I do 80% drop off/ pick ups , most of the housework and pretty much all bathing / washing / dressing / bedtimes. My partner cooks dinner most nights and ill clean up after.
He is very good around the house and does a lot of handy jobs (fixing things etc)

I sometimes feel like I am not able to get my jobs done ( fall behind with cleaning ) because by the time I work, take care of our son and do the essentials there is no time left. Also, i am often single parenting while he get his jobs done. Very rarely the other way about where he would take our son out to allow me time to clean etc.

OP posts:
JJ1992 · 11/11/2025 22:56

PollyBell · 11/11/2025 22:54

So the child was an immaculate conception?

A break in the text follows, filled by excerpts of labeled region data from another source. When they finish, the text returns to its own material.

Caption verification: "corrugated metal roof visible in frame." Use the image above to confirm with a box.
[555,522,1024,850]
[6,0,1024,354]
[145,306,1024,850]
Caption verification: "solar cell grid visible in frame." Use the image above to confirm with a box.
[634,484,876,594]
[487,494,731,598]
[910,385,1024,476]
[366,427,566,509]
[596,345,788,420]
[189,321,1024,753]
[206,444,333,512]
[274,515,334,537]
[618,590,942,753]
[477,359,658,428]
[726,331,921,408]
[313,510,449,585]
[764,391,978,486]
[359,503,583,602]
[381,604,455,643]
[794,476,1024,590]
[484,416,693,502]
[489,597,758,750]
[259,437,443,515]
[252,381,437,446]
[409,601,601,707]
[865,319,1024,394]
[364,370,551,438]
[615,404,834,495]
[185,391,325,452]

Honestly I cba with your comment. You've completely missed the point of what I'm saying.
Partner didn't care what happened to our son - that's the point. He left it to me and it never crossed his mind until I highlighted that I'd be late - even then he didn't even look at his phone until after we should've been home. Also - still didn't offer to pick him up. Made it clear he was too busy.

OP posts:
happydays312 · 11/11/2025 23:03

Dd1 was in nursery - full days 7.30 - 6 but I used to drop off around 7.45 and tried my best to leave work at 4 each night if I could. It didn't matter that we were paying for it - we were paying for the convenience of the space if we needed it NOT to leave her there all the hours! My mum would often pick her up after lunch if she was free and during school holidays (I'm a teacher) the paid place was there but rarely used! I completely get where you're coming from op, I would be disappointed that oh isn't prioritising dc in the same way x

sandyhappypeople · 11/11/2025 23:08

I get you OP, I'd feel the same.

He knew you hadn't picked your son up because you hadn't come back home, so he should have bloody checked for a start. It's the assumption that you are doing it and it's not his job or responsibility that would piss me off too, and it didn't occur to him that you were running late and it would have been nice to go and collect him, so you didn't have to after a long day and your child wasn't there any longer than he needed to be.

He is prioritising himself over the child basically, and taking you for granted to boot, the 'I'm alright Jack' attitude doesn't really cut it when you are a parent.

Would he understand if you sat down and talked about it?